Background Baseline signatures have so far failed to accurately predict response to immune checkpoint inhibitors. A model that mimics the clinical response of tumor immune microenvironment (TiME) upon treatment in culture, would dramatically improve the chances of identifying true responders. Tumor histocultures capture the complex interactions between various tumor microenvironment components effectively. They retain the immune cell repertoire along with spatial context, both of which are adequately represented in FarcastTM TiME histoculture platform.

Methods FarcastTM head and neck squamous cell carcinoma histoculture platform was used to evaluate response to treatment with anti-PD1 (Nivolumab) alone or in combination with anti-CTLA4 (Ipilimumab) in culture. Multiple assays including spatial analysis was performed post-treatment.

Results Interferon gamma (INFg) cytokine release, that classically defines T- cell response, was used to stratify samples for response to treatment with Nivolumab (n=45). Histopathological evaluation revealed that 4 of 45 (9%) samples showed an increase in tumor infiltrating immune cells by 1.5 folds, with a concomitant increase in IFNg secretion (Log2FC ± SD,1.67 ± 0.8), and CD8+GranzymeB+ cells estimated by flow cytometry. Three out of these 4 samples showed an increase in tumoricidal response. To capture the complex spatial interplay between TiME components and the intra-cellular signals that determine response, a 72-protein marker GeoMx DSP (nanoString) panel was used on two samples (one recurrent and a primary) treated with Nivolumab. panCK was used for tumor segmentation. An increased expression of FoxP3 (Treg marker), IDO and phosphorylated tumor markers was observed in the recurrent sample within the tumor nest, suggestive of immune suppressive microenvironment post treatment. Interestingly, the primary sample exhibited increase in checkpoint and T-cell costimulatory molecules within the tumor nest along with a significant decrease in FoxP3 and tumor marker EGFR, suggestive of enhanced T- cell mediated tumor cytotoxicity. To map the relative spatial distribution of CD8+ and FoxP3+ cell populations, multiplex IHC assay was performed, and data analyzed using QuPath. Decrease in distance between CD8+ cells from tumor nest with a concomitant increase in distance between FoxP3+ and CD8+ cells were observed in a high IFNg and GranzymeB secreting sample.

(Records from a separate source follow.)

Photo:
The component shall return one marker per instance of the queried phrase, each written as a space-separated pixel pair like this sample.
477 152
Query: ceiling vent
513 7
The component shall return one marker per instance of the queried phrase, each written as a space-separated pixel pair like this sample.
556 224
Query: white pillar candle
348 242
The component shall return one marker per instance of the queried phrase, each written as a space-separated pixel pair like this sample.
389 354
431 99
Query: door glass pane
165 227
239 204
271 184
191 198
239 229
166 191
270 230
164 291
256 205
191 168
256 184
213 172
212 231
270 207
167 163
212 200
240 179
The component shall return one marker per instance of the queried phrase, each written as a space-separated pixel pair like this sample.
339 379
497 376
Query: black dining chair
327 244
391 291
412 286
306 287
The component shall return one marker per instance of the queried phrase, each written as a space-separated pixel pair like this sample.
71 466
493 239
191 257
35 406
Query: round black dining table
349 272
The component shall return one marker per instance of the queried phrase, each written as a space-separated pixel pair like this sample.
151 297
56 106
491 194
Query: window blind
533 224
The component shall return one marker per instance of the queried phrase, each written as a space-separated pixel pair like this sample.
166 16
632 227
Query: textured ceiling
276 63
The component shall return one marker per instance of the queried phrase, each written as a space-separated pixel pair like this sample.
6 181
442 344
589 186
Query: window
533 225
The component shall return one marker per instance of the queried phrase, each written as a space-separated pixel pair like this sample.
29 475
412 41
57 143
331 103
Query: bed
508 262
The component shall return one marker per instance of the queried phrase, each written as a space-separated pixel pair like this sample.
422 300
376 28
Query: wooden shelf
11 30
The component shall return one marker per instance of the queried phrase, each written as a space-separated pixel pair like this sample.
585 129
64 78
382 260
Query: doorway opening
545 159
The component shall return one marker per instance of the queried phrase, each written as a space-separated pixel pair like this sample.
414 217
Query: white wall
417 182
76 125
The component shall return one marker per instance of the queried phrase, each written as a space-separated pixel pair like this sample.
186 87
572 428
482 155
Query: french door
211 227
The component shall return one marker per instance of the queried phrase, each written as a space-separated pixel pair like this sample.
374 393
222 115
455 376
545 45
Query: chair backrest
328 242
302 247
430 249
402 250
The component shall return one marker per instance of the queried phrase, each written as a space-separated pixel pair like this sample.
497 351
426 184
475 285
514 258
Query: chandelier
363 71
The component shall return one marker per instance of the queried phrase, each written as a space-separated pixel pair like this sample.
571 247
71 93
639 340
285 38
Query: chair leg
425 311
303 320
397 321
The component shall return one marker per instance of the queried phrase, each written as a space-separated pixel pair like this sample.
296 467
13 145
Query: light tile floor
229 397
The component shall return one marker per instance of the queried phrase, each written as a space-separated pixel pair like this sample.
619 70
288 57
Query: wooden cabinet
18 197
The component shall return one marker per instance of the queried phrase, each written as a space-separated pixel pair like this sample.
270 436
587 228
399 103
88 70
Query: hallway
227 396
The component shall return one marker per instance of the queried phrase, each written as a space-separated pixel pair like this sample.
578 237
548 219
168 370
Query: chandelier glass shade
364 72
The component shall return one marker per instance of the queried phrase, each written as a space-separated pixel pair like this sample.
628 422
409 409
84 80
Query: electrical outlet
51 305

Conclusions In summary, our data suggests that though IFNg secretion was observed in multiple samples post treatment, spatial contexture influenced T-cell response mediated tumor cytotoxicity. Farcast TiME thus provides a unique platform that can combine spatial dynamics of immune cells overlaid with bulk data, providing important insights into understanding underlying mechanisms that counter T-cell response to immune check point inhibitors.

Acknowledgements Technical support from nanoString for performing the GeoMx DSP experiment and analysis is acknowledged.

Ethics Approval All patient samples used in this study was obtained with prior approvals from individual institutional review boards of participating hospitals.